Alex McIntosh

Personal information
- Full name: Alexander McIntosh
- Date of birth: 14 April 1916
- Place of birth: Dunfermline, Scotland
- Date of death: December 1965 (aged 49)
- Place of death: Cannock, England
- Position: Inside forward

Senior career*
- Years: Team / Apps / (Gls)
- –: Folkestone Town
- 1937–1947: Wolverhampton Wanderers / 44 / (7)
- 1947–1948: Birmingham City / 23 / (4)
- 1948–1949: Coventry City / 20 / (3)
- 1949–19??: Kidderminster Harriers

= Alex McIntosh (footballer) =

Scottish footballer (1916–1965)

Alexander McIntosh (14 April 1916 – December 1965) was a Scottish footballer who played as an inside forward in the Football League for Wolverhampton Wanderers, Birmingham City and Coventry City.

==Career==
McIntosh moved into league football with Wolverhampton Wanderers from non-league club Folkestone Town in 1937. He made his league debut on 23 October 1937 in a 2-1 win at Leeds United and became a first choice player the following season, which featured a run through to the FA Cup Final, where they lost to underdogs Portsmouth at Wembley.

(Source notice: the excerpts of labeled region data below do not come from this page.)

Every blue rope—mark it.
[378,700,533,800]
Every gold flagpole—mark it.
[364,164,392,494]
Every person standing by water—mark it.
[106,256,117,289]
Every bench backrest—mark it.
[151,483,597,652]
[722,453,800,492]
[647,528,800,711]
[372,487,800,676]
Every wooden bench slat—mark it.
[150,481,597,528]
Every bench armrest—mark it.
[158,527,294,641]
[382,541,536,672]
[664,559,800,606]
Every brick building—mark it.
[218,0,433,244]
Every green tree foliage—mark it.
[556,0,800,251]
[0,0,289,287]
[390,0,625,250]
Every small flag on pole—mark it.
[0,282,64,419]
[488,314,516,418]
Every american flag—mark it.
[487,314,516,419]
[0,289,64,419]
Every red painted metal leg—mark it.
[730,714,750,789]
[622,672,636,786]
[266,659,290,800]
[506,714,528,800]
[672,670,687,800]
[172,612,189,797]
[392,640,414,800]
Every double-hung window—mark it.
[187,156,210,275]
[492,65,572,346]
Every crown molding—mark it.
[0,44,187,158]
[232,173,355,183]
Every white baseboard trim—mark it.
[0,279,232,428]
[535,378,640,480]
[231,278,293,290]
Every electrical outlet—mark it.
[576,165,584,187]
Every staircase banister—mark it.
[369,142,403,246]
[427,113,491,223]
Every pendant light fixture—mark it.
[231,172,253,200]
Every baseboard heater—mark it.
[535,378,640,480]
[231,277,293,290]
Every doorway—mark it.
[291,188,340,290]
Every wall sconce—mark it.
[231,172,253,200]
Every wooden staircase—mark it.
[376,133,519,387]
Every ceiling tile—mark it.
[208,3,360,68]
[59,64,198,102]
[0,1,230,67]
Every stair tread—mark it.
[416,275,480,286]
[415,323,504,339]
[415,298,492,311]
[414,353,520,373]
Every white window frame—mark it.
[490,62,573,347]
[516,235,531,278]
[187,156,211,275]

After the suspension of league football in September 1939 due to the outbreak of the Second World War, McIntosh still turned out for Wolves in wartime fixtures, and was part of their 1942 War Cup victory.

By the resumption of the Football League, he was no longer part of manager Ted Vizard's plans and played just four more times before joining Midlands neighbours Birmingham City in 1947. After a short stay there, he moved on again, joining Coventry City for an equally brief spell.

McIntosh died in Cannock in December 1965, at the age of 49.